慣れない家事と仕事に一度は諦めかけたが、学歴の無い俺にはこれしかないとアルバイトの合間にこつこつと積み上げ、単発の仕事を取れる様になり、漸く一人前になれたと、これからだと言う時にこれかよ・・・・・・・
目の前が紅く染まっていき、言い様の無い怒りが沸々と込み上げて来た。
「オォアァァァ!!」
俺は目の前に有ったコップを壁に叩きつけて粉々にすると、椅子から立ち上がり資料棚を引き倒し壁を殴りつけた。
「ガアアアアァァァァァ!!」
「陛下!如何なさいました!!リトラ!一体何が有った!!」
「皆様は部屋にお戻りを、私が宥めますから」
魔王と化して強化された俺の拳で殴られた壁は凹み、直ぐに修復され元へと戻るが、それでもお構い無しにやり場の無い怒りをぶつけ続けた。
「ふざっけんなっ!!くそっ!くそっ!くそがあああぁぁぁぁ!!」
打ち付けた拳から血飛沫が舞い散り、裂けた拳の怪我も直ぐに治り痛みすら感じない。
今更ながら自分がもう人では無く、化け物なのだと思い知らされた。
あの日、抵抗などせずに魔王に飲まれてしまえばこんな思いをしなくて済んだのか、消えてしまえば良かったと思った時、背後から優しく抱き止められた。

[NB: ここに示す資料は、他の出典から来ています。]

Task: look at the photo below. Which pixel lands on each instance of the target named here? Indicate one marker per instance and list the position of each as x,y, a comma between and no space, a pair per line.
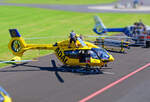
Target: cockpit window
72,54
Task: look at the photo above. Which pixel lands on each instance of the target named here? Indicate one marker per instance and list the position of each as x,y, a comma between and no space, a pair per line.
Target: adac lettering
60,54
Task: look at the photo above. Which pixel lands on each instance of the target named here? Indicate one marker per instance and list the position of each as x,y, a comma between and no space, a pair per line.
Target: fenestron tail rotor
17,44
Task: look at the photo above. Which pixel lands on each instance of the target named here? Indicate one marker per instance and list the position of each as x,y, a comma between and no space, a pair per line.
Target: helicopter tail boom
18,46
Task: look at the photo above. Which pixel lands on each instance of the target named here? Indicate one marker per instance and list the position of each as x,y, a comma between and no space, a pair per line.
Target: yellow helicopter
86,54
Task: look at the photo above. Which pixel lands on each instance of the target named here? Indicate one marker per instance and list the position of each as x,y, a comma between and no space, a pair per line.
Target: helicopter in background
138,32
86,54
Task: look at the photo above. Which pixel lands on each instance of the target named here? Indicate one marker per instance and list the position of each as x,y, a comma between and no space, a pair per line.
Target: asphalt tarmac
40,81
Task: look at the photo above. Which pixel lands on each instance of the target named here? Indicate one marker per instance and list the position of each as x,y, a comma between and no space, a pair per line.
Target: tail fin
99,27
17,44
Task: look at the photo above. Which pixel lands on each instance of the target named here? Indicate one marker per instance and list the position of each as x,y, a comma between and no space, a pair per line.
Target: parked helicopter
138,32
86,54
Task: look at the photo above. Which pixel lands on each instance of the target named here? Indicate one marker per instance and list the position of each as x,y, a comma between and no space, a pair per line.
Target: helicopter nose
111,59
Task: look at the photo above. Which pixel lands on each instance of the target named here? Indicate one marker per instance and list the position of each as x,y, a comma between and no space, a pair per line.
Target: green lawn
61,1
35,22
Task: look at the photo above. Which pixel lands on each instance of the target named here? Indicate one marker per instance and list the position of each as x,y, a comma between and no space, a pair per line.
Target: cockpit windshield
101,53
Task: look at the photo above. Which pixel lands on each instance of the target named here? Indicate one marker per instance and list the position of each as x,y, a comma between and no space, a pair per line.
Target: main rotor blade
16,61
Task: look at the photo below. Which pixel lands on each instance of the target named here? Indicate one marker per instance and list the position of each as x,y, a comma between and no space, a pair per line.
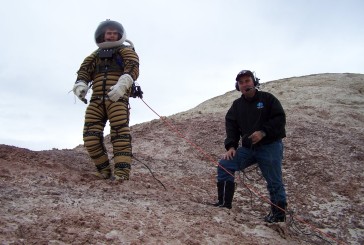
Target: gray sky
189,50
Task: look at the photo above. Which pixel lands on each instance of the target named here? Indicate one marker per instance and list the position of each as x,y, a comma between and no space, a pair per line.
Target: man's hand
257,136
229,155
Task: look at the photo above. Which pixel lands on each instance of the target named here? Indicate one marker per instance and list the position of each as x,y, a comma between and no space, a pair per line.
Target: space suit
110,71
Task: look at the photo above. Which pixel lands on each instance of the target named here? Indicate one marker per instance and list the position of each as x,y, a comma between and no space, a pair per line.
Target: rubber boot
225,192
277,214
220,194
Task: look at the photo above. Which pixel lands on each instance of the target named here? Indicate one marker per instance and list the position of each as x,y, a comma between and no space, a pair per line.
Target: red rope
173,128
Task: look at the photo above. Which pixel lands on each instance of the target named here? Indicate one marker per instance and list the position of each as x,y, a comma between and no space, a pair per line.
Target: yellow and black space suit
110,71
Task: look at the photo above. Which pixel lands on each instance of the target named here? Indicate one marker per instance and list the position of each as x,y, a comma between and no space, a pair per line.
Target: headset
249,73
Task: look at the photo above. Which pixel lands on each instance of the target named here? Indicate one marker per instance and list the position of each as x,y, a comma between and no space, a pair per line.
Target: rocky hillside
52,197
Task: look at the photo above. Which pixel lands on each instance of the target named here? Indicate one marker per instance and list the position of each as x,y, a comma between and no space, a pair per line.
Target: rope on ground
150,171
256,193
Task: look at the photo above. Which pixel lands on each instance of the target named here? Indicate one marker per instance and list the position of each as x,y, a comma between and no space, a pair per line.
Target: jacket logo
260,105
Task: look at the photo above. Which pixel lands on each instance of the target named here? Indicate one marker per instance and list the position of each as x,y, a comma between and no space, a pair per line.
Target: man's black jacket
262,112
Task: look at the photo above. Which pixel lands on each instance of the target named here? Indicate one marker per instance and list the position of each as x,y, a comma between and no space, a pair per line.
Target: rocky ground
52,197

「・・・もう御止め下さい・・・私では代わりには為れませんが、ずっと御傍に居りますから・・・・・ですから・・・もうそれ以上は・・・・・・・」
リトラの温もりが、俺を気遣う言葉が荒れた心を優しく包み癒してくれた。
(ああ・・・そうか・・・・・あの時とは違うんだ・・・・・・俺はもう一人じゃないんだ・・・・・リトラが居てくれる・・・・・四天王達も・・・・・・・・)

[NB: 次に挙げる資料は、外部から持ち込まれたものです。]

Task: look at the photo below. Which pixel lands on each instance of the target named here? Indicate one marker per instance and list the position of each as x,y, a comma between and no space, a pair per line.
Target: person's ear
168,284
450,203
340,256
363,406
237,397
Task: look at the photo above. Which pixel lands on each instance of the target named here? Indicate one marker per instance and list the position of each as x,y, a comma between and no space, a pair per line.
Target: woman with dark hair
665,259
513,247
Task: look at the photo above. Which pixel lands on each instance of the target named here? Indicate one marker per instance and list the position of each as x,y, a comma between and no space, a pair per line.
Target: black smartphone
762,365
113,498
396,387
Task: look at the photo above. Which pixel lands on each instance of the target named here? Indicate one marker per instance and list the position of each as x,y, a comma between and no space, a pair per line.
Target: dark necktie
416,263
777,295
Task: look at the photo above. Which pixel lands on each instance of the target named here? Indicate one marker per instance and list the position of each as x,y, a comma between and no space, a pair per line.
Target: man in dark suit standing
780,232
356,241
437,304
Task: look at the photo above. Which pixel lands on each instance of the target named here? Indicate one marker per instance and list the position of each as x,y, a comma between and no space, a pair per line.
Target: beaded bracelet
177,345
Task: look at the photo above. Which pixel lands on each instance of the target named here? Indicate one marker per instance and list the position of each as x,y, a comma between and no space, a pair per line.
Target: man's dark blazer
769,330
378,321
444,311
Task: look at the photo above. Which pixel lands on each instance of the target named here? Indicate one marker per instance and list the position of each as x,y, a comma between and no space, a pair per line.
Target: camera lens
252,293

「・・・すまん、リトラ・・・有難う・・・もう、大丈夫だ・・・・・・・」
俺を抱き止めるリトラの腕にそっと手を添えた。
「・・・それに、今なら仕事など選び放題ではないのですか?此方から頭を下げなくとも幾らでも言い寄ってくる者が居る筈です。先ずは迷宮のモンスター達の著作権の申請を致しましょう。かならず商品化したいと言って来る企業がやってきます」
迷宮に居るモンスターの内スライム以外は俺のデザインで名前等の設定なんかも有る。
「今やこの国にご主人様を知らぬ者など殆んど居りません、モンスターだけでなくアクアや四天王達のフィギュア化も有り得るでしょうね。これだけ有名に為ったのです、ご主人様はお好きな絵を描いてお待ちになれば良いのです」
いや、言われて見れば確かにそうなんだろうけど、釈然とし無いと言うか俺の感動を返せと言うか・・・まったく、リトラには敵わないな。
この日から俺は締め切りに追われる事の無い生活を送る事と為った。
ここまで読んで頂き有難う御座いました。